The commercials for a variety of toning shoes make it look so easy to get in shape.
Users say, "I'm toning my muscles, strengthening my core …" and claim they're, "Proven to tone your hamstrings …"
But, as more people buy them, Consumer Reports medical adviser Dr. Orly Avitzur is hearing more frequently about injuries.
He says, "One patient was breaking in a pair of toning sneakers, and less than 45 minutes after putting them on felt her ankle turn and a bone break."
Doctor Joel Buchalter, an orthopedic surgeon, says that's no big surprise. He says toning shoes are intentionally designed to create instability.
Dr. Buchalter warns, "If you take a patient who is elderly or someone who has a balance issue and you put that shoe on them you're looking for disaster."
But even younger people complain of problems, including the physician's assistant in Dr. Buchalter's office who bought some Skechers Shape-Ups.
Kara Lomardo says, "I was scrubbed in surgery, wore them for several hours. Had back pain for probably three or four days."
Skechers instructs people to wear the shoes for short periods of time at first to give the body time to adjust. As to the health benefits?
The company says two studies it sponsored show improvement in fitness.
But, Dr. Avitzur says another study tells a different story.
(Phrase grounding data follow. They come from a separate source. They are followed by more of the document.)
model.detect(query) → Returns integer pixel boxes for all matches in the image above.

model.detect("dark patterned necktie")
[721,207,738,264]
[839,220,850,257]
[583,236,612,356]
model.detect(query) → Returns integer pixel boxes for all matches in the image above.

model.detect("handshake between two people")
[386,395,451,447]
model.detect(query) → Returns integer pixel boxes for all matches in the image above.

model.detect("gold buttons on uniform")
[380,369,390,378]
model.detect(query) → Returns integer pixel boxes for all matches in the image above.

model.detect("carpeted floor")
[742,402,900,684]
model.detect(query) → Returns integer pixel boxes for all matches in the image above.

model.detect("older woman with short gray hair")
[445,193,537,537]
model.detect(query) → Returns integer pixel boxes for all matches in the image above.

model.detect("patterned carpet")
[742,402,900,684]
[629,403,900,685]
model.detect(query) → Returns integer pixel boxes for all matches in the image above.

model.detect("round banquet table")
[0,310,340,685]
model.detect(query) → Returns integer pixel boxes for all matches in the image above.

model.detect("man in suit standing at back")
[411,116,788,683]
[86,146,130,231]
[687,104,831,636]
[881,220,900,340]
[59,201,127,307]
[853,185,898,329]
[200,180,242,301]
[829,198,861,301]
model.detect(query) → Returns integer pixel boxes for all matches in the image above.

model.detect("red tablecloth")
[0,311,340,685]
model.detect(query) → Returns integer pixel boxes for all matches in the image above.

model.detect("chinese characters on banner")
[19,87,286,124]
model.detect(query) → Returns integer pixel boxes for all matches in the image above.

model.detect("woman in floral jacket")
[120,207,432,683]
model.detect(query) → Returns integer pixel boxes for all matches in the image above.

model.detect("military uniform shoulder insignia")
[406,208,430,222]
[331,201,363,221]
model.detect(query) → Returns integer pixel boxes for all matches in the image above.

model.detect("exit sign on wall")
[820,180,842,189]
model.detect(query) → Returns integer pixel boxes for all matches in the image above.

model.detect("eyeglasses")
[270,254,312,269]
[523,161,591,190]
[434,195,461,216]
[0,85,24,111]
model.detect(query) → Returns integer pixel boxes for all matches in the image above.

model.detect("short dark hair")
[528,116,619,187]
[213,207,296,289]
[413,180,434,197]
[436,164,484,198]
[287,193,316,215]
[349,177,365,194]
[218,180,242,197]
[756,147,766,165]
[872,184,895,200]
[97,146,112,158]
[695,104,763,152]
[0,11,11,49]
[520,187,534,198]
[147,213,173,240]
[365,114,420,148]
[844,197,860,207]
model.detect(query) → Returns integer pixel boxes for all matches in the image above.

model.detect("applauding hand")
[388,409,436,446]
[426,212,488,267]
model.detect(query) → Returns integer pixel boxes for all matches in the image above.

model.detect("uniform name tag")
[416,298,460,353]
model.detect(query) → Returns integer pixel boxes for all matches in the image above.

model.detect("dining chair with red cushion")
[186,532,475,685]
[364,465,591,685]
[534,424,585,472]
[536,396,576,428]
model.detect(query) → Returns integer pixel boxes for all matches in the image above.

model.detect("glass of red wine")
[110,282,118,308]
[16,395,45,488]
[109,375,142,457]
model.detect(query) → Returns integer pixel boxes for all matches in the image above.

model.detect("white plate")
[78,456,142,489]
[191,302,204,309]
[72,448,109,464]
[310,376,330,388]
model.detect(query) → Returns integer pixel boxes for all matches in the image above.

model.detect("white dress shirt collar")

"An independent study by the American Council on Exercise found no significant difference between exercising in toning sneakers as compared to regular sneakers."
Bottom line: the health benefit touted in the commercials is uncertain, but the risk of injury is very real.
Consumer Reports Health says if you have any balance or medical problems in your legs and feet, avoid toning shoes altogether.
New injury statistics from the Consumer Product Safety Commission show that even younger people in good physical shape have had problems, some of them serious.
Just since March the C-P-S-C has received 35 complaints about toning shoes.